Now it’s happening again – with a 1990/91 recession twist.

Commercial and industrial loans outstanding fell to $2.095 trillion on May 10, according to the Fed’s Board of Governors weekly report on Friday. That’s down 4.5% from the peak on November 16, 2016. It’s below the level of outstanding C&I loans on October 19. And it marks the 30th week in a row of no growth in C&I loans.

Perhaps we will be very fortunate and break this pattern that has held up all the way back to the 1960s.

But I wouldn’t count on it.  Here is what Zero Hedge has to say about this alarming contraction in commercial and industrial loans…

Here’s the bottom line: unless there is a sharp rebound in loan growth in the next 3-6 months – whether due to greater demand or easier supply – this most accurate of leading economic indicators guarantees that a recession is now inevitable.

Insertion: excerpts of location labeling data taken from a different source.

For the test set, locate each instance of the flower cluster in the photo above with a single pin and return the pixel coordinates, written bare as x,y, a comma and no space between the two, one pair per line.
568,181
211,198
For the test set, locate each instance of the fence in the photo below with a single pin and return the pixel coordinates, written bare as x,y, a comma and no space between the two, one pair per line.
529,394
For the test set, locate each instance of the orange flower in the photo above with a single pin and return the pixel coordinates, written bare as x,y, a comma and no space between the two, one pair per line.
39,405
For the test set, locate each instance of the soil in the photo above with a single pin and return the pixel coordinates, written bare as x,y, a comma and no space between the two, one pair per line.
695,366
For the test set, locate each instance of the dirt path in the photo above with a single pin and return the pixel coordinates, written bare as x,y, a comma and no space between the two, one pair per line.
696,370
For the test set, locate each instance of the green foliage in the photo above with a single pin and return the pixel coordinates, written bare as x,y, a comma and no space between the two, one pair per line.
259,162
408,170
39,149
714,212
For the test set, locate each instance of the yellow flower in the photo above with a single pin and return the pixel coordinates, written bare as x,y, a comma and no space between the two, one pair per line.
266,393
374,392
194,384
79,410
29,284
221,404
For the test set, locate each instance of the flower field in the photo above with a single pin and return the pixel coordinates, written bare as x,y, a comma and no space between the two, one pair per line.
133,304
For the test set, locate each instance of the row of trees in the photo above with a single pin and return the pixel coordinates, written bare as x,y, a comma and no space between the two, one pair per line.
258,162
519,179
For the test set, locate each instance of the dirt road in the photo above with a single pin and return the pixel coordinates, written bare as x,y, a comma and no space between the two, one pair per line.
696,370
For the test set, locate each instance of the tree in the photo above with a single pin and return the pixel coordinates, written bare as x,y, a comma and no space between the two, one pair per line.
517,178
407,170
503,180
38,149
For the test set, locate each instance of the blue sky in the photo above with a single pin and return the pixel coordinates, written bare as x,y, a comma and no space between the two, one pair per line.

We are way overdue for a recession, the hard economic numbers are screaming that one is coming, and the financial markets are absolutely primed for a major crash.

As Americans, we tend to have such short memories.  Every time a new financial bubble starts forming, a lot of people out there start behaving as if it can last indefinitely.

But of course no financial bubble is going to last forever.  They all burst eventually, and now the biggest one in U.S. history is about to end in spectacular fashion.

Trump will get a lot of the blame since he is the current occupant of the White House, but the truth is that the conditions for the next crisis have been building up for many years, and the horrors that the U.S. economy is heading for were entirely predictable.